Foreign loans interest up Sh19bn in eight months on shilling drop


Kenya’s diaspora remittances have continued to grow with projections indicating a new record high for 2023. FILE PHOTO | POOL

Foreign interest payments in the first eight months jumped by Sh19.3 billion following the sharp weakening of the shilling against the dollar that pushed up the cost of servicing external debt.

Data from the Central Bank of Kenya (CBK) shows that expenditure on foreign interest jumped by over a fifth to Sh108.6 billion in the period in the eight months to February.

In a similar period last year, the National Treasury paid Sh89.3 billion in interest on external loans.

Interest payments have been growing faster in the last 10 years due to the country's reliance on expensive commercial loans.

Read: Lenders start repricing foreign currency loans

Much of the growth in foreign interest payment was due to a depreciation of the shilling, which lost an estimated 11 percent against the dollar in the period under review, reflecting the impact of the forex woes in the wake of the mounting public debt.

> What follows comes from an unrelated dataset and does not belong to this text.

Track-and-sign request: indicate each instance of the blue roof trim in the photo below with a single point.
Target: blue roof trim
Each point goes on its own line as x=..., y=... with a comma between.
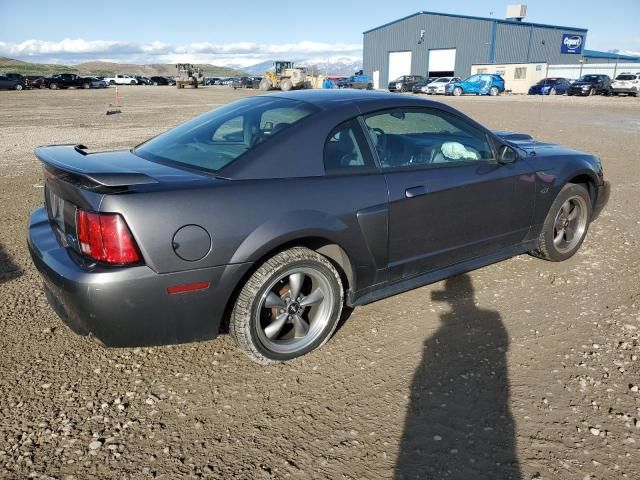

There was also an increase in debt service payments due to bilateral debt in what the National Treasury has attributed to the end of Debt Service Suspension (DSSI) extended to Kenya to the end of December 2021.

Kenya’s debt distress has since been raised from moderate to high with the IMF in a 2018 paper noting that the country’s interest payments increased to almost one-fifth of the country’s revenue.

Foreign interest payment as a percentage of the tax revenue hit a high of 16 percent in August 2020 before it trended downwards to a single digit.

However, it has started going up from 6.54 percent in October last year to 8.8 percent in February.

In the current financial year ending June, the country is expected to pay Sh138.4 billion in interest payments, a figure that is likely to increase due to the weakening of the shilling.

A big chunk of the payment— Sh23.6 billion— will be paid to the Exim Bank of China.

The second highest-paid external creditor will be the holders of the 2018 Eurobond who will receive Sh17.3 billion as interest payments.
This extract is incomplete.